第19話
※
「着きました、ここです」
駅から歩いて十数分。
光葉が立ち止ったのは、古い民家の前だった。
それは田んぼ沿いに立ち並ぶ古い家屋の中の一軒で、まさに田舎のおばあちゃんの家という感じだった。
庭木や鉢植えで丁寧に飾られた小さな庭を横切り、光葉は慣れた手つきで引き戸の玄関の脇にあるチャイムを押す。

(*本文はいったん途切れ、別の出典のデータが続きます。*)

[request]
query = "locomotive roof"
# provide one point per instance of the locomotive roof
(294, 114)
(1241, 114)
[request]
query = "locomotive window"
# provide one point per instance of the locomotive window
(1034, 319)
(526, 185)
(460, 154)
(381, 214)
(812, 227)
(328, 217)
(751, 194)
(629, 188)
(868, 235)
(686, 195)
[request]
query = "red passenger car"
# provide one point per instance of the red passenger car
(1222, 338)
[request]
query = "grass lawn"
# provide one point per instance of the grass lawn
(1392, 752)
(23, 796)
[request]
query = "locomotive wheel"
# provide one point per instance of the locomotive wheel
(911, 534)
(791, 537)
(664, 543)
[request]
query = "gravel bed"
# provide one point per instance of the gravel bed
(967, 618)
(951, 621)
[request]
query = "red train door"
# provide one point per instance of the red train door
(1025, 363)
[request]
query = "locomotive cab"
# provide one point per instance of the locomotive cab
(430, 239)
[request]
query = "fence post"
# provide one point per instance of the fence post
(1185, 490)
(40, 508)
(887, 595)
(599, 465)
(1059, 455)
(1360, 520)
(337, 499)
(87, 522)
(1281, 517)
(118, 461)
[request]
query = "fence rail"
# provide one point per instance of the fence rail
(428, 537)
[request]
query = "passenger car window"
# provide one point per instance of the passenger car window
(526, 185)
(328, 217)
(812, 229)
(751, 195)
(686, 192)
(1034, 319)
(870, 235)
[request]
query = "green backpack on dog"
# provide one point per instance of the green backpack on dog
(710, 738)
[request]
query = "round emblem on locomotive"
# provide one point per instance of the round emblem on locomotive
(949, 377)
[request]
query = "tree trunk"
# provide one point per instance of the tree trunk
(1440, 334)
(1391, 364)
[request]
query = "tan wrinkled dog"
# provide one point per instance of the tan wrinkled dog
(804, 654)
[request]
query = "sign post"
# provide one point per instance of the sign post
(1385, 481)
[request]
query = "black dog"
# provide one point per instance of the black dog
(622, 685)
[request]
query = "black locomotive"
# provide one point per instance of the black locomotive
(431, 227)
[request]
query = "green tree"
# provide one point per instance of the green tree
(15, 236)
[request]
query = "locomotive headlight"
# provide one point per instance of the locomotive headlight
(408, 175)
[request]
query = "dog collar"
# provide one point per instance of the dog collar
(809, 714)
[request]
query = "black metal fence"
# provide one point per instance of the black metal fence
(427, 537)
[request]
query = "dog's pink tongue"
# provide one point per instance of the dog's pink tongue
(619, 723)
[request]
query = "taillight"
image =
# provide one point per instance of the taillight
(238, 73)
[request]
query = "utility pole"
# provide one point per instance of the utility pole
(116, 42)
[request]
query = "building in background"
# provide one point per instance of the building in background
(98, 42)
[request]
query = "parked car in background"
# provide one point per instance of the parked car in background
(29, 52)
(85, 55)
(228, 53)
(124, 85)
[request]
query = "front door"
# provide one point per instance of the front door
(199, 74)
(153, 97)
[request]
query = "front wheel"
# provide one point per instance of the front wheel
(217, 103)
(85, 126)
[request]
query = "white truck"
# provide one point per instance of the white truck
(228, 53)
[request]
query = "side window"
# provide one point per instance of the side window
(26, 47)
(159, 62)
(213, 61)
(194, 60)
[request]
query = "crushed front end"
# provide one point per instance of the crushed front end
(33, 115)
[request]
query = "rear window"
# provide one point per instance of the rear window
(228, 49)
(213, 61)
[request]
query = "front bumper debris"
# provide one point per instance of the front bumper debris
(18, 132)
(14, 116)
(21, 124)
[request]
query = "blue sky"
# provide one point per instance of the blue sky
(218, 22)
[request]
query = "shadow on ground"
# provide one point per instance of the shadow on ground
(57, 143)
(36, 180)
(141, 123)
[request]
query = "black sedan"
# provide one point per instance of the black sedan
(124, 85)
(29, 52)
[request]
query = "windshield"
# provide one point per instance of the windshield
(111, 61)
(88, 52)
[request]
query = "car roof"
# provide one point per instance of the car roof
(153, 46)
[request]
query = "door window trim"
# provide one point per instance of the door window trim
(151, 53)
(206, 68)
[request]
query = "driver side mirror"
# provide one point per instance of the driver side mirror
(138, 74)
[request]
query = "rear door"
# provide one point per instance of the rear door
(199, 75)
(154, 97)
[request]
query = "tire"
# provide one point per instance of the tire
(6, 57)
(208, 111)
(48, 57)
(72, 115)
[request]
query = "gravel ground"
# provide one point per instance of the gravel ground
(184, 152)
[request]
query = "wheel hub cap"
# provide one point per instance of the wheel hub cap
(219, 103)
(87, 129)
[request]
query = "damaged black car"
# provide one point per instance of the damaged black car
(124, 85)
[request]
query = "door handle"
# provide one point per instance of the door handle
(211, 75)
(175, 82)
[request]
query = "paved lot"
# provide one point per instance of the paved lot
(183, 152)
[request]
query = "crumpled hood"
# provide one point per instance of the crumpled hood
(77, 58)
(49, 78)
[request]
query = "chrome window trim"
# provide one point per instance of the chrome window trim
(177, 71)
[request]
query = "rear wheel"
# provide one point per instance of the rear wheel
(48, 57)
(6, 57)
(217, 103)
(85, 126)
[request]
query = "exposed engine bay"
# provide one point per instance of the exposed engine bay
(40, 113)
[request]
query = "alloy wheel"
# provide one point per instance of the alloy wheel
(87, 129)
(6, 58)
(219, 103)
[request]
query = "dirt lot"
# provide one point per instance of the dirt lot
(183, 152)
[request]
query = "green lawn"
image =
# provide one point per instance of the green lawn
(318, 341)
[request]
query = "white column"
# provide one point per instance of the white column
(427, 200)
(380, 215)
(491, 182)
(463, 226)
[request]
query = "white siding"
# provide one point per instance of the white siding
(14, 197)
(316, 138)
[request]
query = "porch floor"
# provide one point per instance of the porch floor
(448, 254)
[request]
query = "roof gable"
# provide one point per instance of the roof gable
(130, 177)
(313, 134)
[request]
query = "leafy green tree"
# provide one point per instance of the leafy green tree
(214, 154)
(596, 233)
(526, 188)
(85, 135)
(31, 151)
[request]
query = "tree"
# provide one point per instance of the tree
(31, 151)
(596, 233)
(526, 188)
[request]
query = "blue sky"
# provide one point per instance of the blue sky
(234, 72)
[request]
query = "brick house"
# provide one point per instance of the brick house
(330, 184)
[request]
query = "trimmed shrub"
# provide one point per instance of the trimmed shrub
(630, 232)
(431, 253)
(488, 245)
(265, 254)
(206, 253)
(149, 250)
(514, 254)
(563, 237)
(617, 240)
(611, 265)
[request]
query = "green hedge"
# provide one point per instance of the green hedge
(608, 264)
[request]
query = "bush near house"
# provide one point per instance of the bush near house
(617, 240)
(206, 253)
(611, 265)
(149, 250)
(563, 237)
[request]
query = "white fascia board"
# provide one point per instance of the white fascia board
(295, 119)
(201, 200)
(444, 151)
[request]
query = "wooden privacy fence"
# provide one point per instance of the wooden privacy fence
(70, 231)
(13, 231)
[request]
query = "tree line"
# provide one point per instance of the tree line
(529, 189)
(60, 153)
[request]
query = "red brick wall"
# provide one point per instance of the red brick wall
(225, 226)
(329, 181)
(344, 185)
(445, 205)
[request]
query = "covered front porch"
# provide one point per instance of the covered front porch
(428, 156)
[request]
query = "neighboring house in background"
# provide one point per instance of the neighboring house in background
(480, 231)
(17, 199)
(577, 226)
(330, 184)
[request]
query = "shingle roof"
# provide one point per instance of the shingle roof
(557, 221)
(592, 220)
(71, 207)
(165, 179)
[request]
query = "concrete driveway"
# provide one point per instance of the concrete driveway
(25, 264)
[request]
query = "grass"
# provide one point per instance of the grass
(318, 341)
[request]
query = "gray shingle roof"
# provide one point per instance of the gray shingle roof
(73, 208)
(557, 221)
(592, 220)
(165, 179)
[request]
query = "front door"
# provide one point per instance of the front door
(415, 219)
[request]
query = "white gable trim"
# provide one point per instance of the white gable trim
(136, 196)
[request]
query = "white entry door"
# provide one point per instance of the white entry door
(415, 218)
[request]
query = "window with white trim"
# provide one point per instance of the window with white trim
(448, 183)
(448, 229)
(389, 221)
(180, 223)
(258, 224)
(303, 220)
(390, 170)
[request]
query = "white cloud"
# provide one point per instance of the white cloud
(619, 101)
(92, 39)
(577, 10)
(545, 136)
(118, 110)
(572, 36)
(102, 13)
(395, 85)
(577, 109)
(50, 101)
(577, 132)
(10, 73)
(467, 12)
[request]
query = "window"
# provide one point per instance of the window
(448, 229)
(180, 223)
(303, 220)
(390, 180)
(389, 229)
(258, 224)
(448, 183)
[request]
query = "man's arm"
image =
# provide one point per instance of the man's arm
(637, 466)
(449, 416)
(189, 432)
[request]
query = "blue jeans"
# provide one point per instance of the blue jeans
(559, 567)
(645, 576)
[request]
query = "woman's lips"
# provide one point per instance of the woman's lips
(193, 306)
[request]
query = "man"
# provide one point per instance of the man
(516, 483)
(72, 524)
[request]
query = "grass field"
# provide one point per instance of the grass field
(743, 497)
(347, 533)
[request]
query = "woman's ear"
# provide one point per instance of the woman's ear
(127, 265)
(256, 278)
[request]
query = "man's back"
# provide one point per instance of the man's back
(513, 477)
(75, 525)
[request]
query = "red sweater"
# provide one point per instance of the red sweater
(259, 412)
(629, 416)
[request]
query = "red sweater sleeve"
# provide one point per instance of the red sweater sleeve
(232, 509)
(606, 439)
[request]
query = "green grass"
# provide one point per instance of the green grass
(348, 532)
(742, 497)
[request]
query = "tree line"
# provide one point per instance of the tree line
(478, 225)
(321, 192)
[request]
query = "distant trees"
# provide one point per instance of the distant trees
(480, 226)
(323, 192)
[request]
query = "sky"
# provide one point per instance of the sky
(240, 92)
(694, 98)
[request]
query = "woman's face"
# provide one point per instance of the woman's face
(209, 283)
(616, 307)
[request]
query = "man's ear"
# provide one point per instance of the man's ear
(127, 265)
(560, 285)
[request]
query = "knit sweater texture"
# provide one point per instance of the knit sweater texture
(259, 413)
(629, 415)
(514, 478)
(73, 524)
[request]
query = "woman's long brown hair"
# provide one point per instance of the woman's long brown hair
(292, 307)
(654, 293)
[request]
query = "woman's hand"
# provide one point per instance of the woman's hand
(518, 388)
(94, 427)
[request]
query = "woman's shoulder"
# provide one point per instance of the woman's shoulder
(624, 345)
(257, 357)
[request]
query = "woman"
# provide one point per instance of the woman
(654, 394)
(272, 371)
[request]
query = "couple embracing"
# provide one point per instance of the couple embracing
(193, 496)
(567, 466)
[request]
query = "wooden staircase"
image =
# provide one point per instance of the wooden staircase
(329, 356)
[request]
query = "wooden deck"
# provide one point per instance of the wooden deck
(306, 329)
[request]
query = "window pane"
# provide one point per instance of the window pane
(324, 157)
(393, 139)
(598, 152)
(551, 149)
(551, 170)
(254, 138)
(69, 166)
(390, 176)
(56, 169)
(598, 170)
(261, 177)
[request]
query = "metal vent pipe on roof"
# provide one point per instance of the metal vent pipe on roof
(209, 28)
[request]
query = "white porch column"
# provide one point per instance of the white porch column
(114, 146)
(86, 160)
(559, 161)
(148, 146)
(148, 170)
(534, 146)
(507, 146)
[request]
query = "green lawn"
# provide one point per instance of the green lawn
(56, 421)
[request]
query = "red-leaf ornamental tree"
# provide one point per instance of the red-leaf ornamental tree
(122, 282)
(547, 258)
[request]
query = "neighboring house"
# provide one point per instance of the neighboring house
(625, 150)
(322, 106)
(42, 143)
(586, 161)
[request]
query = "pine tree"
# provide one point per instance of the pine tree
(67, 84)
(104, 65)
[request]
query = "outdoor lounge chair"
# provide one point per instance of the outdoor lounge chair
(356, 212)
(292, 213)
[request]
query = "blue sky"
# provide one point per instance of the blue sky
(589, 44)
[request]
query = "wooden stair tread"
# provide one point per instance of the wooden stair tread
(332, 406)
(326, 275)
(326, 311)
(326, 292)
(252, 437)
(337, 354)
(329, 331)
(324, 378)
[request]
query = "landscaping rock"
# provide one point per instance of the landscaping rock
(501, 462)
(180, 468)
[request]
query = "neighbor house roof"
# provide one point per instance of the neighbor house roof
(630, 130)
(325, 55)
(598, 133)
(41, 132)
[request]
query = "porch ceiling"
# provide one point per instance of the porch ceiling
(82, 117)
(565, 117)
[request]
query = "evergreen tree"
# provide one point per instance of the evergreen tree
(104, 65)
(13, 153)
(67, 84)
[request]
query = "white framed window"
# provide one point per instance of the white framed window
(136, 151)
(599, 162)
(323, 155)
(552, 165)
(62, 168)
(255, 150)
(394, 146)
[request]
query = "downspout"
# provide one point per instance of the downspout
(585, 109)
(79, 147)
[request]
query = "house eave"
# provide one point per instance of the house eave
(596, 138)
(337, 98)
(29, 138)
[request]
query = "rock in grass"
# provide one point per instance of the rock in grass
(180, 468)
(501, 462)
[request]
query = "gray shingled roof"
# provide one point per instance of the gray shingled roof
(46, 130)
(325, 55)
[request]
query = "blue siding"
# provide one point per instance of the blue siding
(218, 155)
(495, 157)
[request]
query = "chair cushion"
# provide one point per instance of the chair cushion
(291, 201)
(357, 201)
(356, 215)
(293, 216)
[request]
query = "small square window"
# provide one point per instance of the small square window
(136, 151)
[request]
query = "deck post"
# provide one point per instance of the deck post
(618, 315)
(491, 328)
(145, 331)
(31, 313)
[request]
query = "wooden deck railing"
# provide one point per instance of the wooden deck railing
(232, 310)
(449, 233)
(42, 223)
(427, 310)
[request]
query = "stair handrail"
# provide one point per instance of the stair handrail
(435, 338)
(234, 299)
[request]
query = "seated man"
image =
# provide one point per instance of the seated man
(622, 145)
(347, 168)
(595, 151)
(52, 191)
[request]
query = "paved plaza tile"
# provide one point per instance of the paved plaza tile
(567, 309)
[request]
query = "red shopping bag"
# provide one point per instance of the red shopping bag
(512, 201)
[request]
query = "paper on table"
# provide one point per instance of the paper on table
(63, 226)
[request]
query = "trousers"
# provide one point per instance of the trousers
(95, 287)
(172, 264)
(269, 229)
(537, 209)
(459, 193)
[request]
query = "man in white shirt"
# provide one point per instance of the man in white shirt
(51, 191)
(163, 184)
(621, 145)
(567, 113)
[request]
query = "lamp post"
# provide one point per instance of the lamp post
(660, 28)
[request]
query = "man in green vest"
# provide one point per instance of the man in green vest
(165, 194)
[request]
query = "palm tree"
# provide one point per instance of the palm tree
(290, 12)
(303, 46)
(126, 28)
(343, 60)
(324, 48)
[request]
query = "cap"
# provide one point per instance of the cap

ブザーが鳴り、屋内から物音がして、少し待つと中から引き戸が開かれた。
「あらぱせりちゃん、よく帰って来たわね!」
白髪交じりの、初老の女性だった。
自家製の味噌を漬けているという話から、もっと腰の曲がったようなヨボヨボの老人を想像していたけれど、それよりもずっと若い。
「元気にしていますか、おばあちゃん?」
「当たり前よ。ほら上がって上がって、お友達も。こんなところによく来たわねえ。初めまして、光葉ぱせりの祖母です。すぐお茶を用意するからね」
光葉のおばあちゃんに案内されるまま、俺らはリビングに通された。
廊下は飴色で、古い家の匂いに交じって蚊取り線香の香りがした。
リビングは冷房が効いていて、画面の大きなテレビでは時代劇が放送されている。
とりあえず椅子に座って待っていると、おばあちゃんがお茶を人数分持って来てくれた。
「暑かったでしょう。今日は特に暑いからねえ」
「ああ、はい、そうですね……」
俺は曖昧に笑いながら返事した。
ふと隣を見ると、糖場も同じように曖昧な笑みを浮かべていた。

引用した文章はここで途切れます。